U.S. grains: Corn, wheat decline as Wall Street tumbles

Chicago soy turns lower

CBOT May 2020 wheat with 20-, 50- and 100-day moving averages. (Barchart)

Chicago | Reuters — Chicago corn and wheat futures declined on Wednesday, following as Wall Street equity markets fell sharply on fears of the coronavirus causing a global recession and a lack of immediate U.S. measures to counter the economic fallout.

Soybean futures turned lower, erasing early advances tied to a pick-up in export demand for U.S. soy.

Chicago Board of Trade May corn futures settled down three cents at $3.74-1/2 per bushel. May wheat ended down 9-1/2 cents at $5.12-3/4 a bushel and May soybeans finished down three cents at $8.73-1/4 a bushel.

“With the crude oil down and equity markets down, it’s just hard to make any type of a positive fundamental case for any of these grains,” said Brian Hoops, president of Midwest Market Solutions.

All three U.S. stock averages sank, midway through a week whipsawed by news about coronavirus developments and economic stimulus hopes.
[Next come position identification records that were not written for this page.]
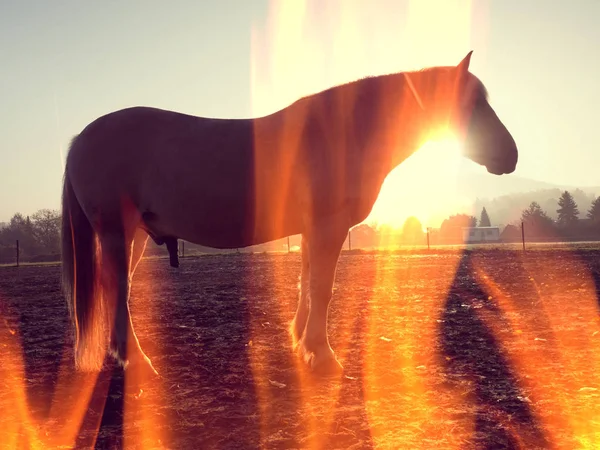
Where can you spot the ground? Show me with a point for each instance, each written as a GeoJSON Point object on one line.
{"type": "Point", "coordinates": [441, 349]}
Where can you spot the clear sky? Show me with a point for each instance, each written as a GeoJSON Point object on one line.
{"type": "Point", "coordinates": [65, 63]}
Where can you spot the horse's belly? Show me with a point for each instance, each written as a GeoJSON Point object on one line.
{"type": "Point", "coordinates": [227, 223]}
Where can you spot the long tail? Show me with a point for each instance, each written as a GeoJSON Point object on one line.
{"type": "Point", "coordinates": [80, 282]}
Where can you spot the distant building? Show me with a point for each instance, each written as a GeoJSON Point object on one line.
{"type": "Point", "coordinates": [481, 234]}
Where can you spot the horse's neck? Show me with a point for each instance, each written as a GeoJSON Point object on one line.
{"type": "Point", "coordinates": [393, 118]}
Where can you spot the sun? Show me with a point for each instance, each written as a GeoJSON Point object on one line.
{"type": "Point", "coordinates": [424, 185]}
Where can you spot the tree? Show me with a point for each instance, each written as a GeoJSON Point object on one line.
{"type": "Point", "coordinates": [46, 229]}
{"type": "Point", "coordinates": [567, 211]}
{"type": "Point", "coordinates": [21, 229]}
{"type": "Point", "coordinates": [594, 211]}
{"type": "Point", "coordinates": [484, 220]}
{"type": "Point", "coordinates": [536, 220]}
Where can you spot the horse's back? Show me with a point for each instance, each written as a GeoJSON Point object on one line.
{"type": "Point", "coordinates": [193, 175]}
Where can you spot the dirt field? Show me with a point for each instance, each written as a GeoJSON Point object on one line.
{"type": "Point", "coordinates": [441, 349]}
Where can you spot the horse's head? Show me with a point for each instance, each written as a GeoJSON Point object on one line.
{"type": "Point", "coordinates": [485, 139]}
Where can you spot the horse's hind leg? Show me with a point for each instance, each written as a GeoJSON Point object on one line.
{"type": "Point", "coordinates": [171, 244]}
{"type": "Point", "coordinates": [299, 323]}
{"type": "Point", "coordinates": [325, 243]}
{"type": "Point", "coordinates": [116, 281]}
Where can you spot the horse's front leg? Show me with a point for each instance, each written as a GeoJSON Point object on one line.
{"type": "Point", "coordinates": [324, 245]}
{"type": "Point", "coordinates": [299, 323]}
The World Health Organization on Wednesday said it now considers the COVID-19 outbreak a pandemic.

The Dow Jones Industrial Average fell 1,388.36 points, or 5.6 per cent, to 23,629.8, the S+P 500 lost 145.7 points, or 5.1 per cent, to 2,736.53 and the Nasdaq Composite dropped 411.69 points, or 4.9 per cent, to 7,932.56.

A lack of details from the Trump administration regarding its plans for fiscal stimulus, and partisan wrangling in Washington, added further unknowns to the mix.

“It’s certainly a risk-off climate,” said Ted Seifried, chief ag market strategist for Zaner Group in Chicago.

“Honestly, I don’t think in the long run this (coronavirus) is going to have a huge effect on global demand for anything … But the biggest problem we have in the markets isn’t the loss of demand; it’s the fear,” Seifried said.

CBOT soybean futures drew early support when the U.S. Department of Agriculture confirmed private sales of 194,000 tonnes of U.S. soybeans to unknown destinations, the third such soybean sales announcement in as many days.

“That’s mildly supportive; we badly need some soybean exports,” Hoops said.

But the declines in equity markets overshadowed the export news.

The U.S. Energy Information Administration said U.S. ethanol stockpiles last week fell to 24.33 million barrels, backing down from the previous week’s record high, while output of the corn-based fuel fell to 1.04 million barrels per day.

Farm office FranceAgriMer increased its forecast for French soft wheat exports outside the European Union this season for the sixth month in a row, saying it saw no immediate impact from a coronavirus outbreak on brisk demand for French supplies.